Macon Officials Say New Gun Law Is Driving Performers Away From Public Venues

Updated: 6 months ago.
A new Georgia law expanding where guns may be carried won't take effect until July 1, but it's already having one unintended effect. (Photo: miso beno via Flickr)

A new Georgia law expanding where guns may be carried won't take effect until July 1, but it's already having one unintended effect.

Officials in Macon say at least one performer is threatening to pull out of an upcoming concert at one of two city-owned venues because there could be guns in the crowd.

The Georgia Safe Carry Protection Act empowers licensed gun owners to bring their weapons into all government-owned buildings, if and when they are open to the public.

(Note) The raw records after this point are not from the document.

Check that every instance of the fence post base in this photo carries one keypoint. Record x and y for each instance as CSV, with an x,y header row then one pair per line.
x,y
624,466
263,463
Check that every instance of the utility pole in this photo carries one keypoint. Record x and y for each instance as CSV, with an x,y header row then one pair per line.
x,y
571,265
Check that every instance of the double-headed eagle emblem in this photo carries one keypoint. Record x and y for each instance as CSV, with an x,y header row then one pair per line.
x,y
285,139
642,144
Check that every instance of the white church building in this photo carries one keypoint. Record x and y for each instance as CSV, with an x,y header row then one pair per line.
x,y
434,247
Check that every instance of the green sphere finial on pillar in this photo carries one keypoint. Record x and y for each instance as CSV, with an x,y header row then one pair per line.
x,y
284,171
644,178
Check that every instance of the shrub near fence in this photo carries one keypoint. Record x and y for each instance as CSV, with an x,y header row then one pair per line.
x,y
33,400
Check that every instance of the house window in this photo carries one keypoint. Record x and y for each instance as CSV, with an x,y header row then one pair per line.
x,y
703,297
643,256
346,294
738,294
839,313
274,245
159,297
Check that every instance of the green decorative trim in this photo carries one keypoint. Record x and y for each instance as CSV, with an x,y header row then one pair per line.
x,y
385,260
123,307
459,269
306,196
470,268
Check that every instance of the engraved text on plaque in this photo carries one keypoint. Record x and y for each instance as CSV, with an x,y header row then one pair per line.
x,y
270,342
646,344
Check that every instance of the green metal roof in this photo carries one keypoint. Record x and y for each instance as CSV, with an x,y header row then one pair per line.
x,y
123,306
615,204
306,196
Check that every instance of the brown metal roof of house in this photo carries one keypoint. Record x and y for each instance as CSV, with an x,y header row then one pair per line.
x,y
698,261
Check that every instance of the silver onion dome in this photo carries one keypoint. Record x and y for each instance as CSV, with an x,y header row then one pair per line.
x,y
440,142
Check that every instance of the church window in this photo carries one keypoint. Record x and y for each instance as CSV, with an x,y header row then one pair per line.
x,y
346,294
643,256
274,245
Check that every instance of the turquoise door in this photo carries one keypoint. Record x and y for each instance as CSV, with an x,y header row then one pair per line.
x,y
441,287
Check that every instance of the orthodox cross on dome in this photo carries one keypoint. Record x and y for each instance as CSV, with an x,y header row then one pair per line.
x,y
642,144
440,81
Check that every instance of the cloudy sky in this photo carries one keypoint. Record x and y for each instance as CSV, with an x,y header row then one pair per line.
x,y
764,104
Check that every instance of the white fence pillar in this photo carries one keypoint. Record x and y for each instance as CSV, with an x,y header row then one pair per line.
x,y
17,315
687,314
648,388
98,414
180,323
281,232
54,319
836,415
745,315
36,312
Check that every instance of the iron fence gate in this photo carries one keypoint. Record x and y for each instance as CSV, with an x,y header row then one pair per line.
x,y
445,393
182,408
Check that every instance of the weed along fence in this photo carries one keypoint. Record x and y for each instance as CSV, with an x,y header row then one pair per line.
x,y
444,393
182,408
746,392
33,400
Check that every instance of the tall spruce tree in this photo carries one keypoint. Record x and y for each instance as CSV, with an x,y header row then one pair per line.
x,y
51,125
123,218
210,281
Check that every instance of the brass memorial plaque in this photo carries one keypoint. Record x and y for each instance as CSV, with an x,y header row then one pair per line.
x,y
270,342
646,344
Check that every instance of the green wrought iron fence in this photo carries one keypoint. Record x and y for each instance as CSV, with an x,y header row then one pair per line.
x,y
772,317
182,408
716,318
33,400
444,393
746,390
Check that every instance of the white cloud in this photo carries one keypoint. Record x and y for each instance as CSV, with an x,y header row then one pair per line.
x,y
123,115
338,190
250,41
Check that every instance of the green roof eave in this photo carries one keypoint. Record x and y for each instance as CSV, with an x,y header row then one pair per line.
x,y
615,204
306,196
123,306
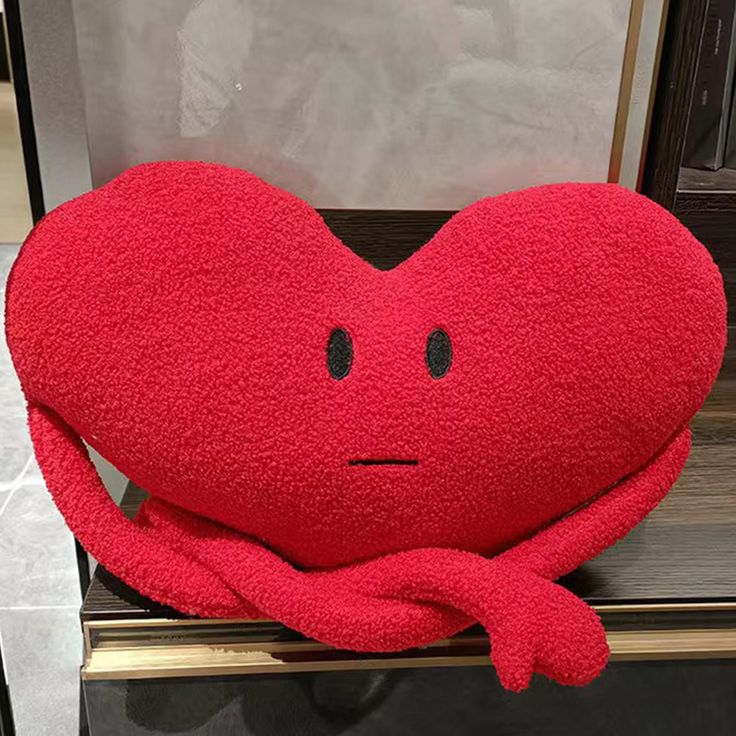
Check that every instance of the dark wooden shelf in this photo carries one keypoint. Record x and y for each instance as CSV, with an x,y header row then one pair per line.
x,y
702,180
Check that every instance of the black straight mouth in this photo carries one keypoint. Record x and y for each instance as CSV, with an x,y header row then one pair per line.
x,y
383,461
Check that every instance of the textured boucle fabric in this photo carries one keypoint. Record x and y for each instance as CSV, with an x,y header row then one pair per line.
x,y
315,452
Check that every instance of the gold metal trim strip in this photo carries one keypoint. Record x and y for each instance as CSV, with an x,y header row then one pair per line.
x,y
603,608
208,661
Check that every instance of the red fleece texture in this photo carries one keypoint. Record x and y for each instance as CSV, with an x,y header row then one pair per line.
x,y
178,318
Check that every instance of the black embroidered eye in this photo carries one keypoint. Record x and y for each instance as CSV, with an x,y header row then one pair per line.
x,y
339,353
439,353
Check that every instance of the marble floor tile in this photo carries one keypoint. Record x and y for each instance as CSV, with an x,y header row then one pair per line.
x,y
42,650
37,556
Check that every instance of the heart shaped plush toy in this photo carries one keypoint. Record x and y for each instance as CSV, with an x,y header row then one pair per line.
x,y
374,458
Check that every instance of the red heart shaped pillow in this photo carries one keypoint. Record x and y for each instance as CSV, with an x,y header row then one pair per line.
x,y
375,458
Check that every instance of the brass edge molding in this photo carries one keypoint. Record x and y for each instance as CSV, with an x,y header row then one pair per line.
x,y
207,661
625,88
603,608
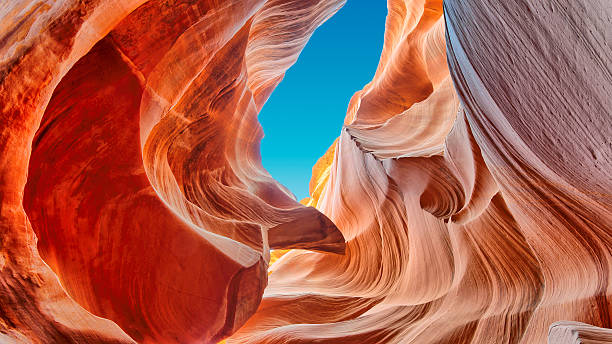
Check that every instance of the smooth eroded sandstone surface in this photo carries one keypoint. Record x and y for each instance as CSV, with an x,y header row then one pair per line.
x,y
466,199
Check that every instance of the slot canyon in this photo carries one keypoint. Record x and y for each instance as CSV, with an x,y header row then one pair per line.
x,y
466,199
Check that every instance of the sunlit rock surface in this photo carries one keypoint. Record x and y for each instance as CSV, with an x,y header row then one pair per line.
x,y
470,181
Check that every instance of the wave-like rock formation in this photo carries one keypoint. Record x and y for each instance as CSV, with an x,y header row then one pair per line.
x,y
466,200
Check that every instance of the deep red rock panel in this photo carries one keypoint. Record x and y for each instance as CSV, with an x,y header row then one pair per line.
x,y
466,200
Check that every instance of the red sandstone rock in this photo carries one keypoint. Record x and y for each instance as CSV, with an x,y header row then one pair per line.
x,y
471,179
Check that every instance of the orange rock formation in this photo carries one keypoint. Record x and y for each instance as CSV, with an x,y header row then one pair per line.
x,y
467,199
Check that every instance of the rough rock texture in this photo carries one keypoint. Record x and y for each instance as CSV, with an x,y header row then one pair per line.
x,y
474,214
471,180
129,135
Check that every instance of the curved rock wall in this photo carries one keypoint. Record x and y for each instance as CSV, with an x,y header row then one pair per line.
x,y
466,199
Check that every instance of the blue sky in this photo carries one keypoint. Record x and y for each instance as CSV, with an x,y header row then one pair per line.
x,y
304,115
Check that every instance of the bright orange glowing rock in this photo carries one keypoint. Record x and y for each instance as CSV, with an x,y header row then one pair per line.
x,y
471,180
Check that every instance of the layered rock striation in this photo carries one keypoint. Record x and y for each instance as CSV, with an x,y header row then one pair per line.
x,y
466,200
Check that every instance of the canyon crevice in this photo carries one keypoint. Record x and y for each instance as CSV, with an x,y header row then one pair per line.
x,y
466,199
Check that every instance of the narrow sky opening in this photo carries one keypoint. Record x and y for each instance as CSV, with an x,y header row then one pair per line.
x,y
304,114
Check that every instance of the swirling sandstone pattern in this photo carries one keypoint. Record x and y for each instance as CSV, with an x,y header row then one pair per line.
x,y
467,199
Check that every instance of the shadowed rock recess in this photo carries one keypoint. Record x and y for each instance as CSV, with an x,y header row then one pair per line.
x,y
466,200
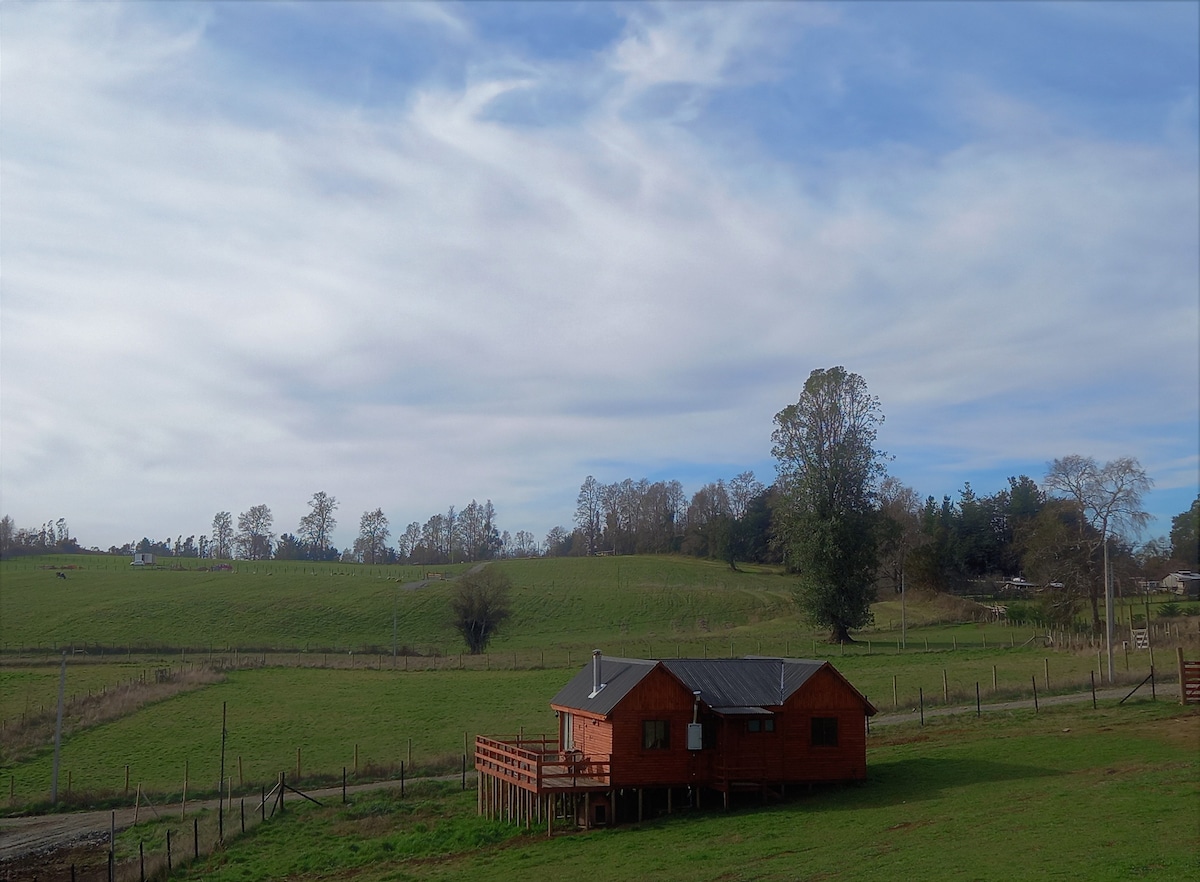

It does, however, contain an exception for those buildings that have security checkpoints at entrances — such buildings may prohibit guns.

The thinking behind that provision, said the law's architect state Rep. Rick Jasperse (R-Jasper), is that if building managers barred weapons with a simple policy without blanket enforcement "the bad guys wouldn't care, but the good guys would."

"House Bill 60 just insures that in a government building with security, nobody has a weapon," he said.

Jasperse said that provision should allow the Macon Centreplex and Macon City Auditorium to erect security checkpoints and prohibit guns for performers with a no-weapons policy.

But Crystal Jones, senior assistant attorney for the Macon-Bibb County government, said the law only gives that option to "government offices."

"Because they do not house government entities, or there are not government meetings taking place in those facilities, they don't constitute a government building which is able to have security personnel screening everyone," Jones said.

The same problem could affect Phillips Arena, home of the NBA's Atlanta Hawks, she said. That stadium is owned by the Atlanta Fulton County Recreation Authority.

Under Jones' interpretation of the law, the problem would not affect Turner Field where the Atlanta Braves play, because the recreation authority houses its own offices there, thus qualifying the facility as a "government office."

Jones said Macon-Bibb officials are contemplating relocating a government entity into their public performance venues to make sure the facilities qualify as an office, and thus may put up security checkpoints.

Jasperse said he does not agree with Jones' interpretation of the law.